No, I meant that sys_getpid() should always return 0 after this
switch_task_namespaces() if the coredumping task is not from the root

> Is there a way to switch all namespaces, except for the pid
> namespace?

Which exactly namespaces you want to change?

To be honest, I do not understand this patch at all. It seems that
you need to do something like sys_setns(). But if we do this, then
why we can't make core_pattern per-namespace?

Anyway, please ask Pavel and Eric, they should know better ;)
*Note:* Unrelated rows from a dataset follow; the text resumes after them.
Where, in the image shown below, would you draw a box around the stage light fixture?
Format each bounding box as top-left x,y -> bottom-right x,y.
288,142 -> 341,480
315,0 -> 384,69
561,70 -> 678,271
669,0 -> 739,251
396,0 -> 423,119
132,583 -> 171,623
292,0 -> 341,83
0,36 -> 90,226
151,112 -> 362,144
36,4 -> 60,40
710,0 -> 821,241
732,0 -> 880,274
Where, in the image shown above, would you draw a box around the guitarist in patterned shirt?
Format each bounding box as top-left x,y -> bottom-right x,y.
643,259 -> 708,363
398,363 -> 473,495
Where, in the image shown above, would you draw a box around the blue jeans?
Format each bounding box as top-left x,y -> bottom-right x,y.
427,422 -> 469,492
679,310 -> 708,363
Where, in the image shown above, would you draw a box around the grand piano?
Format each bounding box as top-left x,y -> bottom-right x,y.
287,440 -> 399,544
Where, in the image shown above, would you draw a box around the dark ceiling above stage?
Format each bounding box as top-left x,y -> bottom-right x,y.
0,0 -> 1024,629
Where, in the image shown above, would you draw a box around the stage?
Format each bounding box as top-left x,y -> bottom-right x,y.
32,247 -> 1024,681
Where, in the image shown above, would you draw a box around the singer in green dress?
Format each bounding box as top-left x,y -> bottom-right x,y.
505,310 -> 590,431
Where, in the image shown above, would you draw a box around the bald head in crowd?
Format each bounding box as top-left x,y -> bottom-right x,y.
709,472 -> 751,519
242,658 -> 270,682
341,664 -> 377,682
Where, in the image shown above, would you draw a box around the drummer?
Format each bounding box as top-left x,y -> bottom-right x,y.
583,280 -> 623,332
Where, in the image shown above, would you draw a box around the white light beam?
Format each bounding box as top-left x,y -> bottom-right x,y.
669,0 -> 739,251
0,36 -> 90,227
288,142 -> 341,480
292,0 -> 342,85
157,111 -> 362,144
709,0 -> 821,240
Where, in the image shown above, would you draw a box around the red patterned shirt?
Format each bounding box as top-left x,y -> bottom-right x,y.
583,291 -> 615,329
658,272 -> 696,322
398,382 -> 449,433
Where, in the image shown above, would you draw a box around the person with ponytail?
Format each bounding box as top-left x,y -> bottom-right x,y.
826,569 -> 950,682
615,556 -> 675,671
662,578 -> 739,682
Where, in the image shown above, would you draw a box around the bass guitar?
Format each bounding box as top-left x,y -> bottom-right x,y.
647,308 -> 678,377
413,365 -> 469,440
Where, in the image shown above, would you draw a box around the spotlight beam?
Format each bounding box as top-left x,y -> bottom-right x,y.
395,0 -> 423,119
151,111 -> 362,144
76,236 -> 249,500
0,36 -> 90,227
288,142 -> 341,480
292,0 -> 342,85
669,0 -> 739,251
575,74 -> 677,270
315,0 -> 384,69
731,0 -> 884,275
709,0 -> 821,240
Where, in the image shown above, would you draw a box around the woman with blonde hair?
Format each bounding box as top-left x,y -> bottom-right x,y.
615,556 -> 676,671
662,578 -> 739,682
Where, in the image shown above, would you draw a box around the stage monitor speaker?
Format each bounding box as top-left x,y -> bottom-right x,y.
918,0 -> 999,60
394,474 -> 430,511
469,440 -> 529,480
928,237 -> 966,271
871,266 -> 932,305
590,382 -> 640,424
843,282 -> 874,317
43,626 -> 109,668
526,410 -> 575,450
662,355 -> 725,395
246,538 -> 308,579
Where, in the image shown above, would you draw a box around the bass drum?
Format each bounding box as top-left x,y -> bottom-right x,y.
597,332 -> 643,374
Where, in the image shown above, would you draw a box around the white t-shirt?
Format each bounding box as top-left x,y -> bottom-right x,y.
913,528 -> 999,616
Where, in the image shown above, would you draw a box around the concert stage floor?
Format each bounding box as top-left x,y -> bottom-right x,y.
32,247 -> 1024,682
> > And a lot more problems, afaics. For example, this thread can continue
> > to run after, say, this cprocess->nsproxy->pid_ns was already destroyed.
> > zap_pid_ns_processes() obviously won't see this thread.
> >
> Hmm, I don't think so. The crashing process won't exit until the pipe reader is
> done, so the reference on the namespace should never decrement to zero.
> Actually I take that back. switch_task_namespaces doesn't add a ref count to
> the name space being switched to. So if the pipe reader doesn't exit
> immediately after closing the pipe, it may live on after the namespace is
> destroyed.


> It would seem a get_nsproxy call is needed here to hold an
> additional reference. Or do you think more is necessecary?

This can only pin ->nsproxy itself, this is not enough iirc.

Note that the exiting sub-init assumes that nobody else can use
ns->proc_mnt after zap_pid_ns_processes().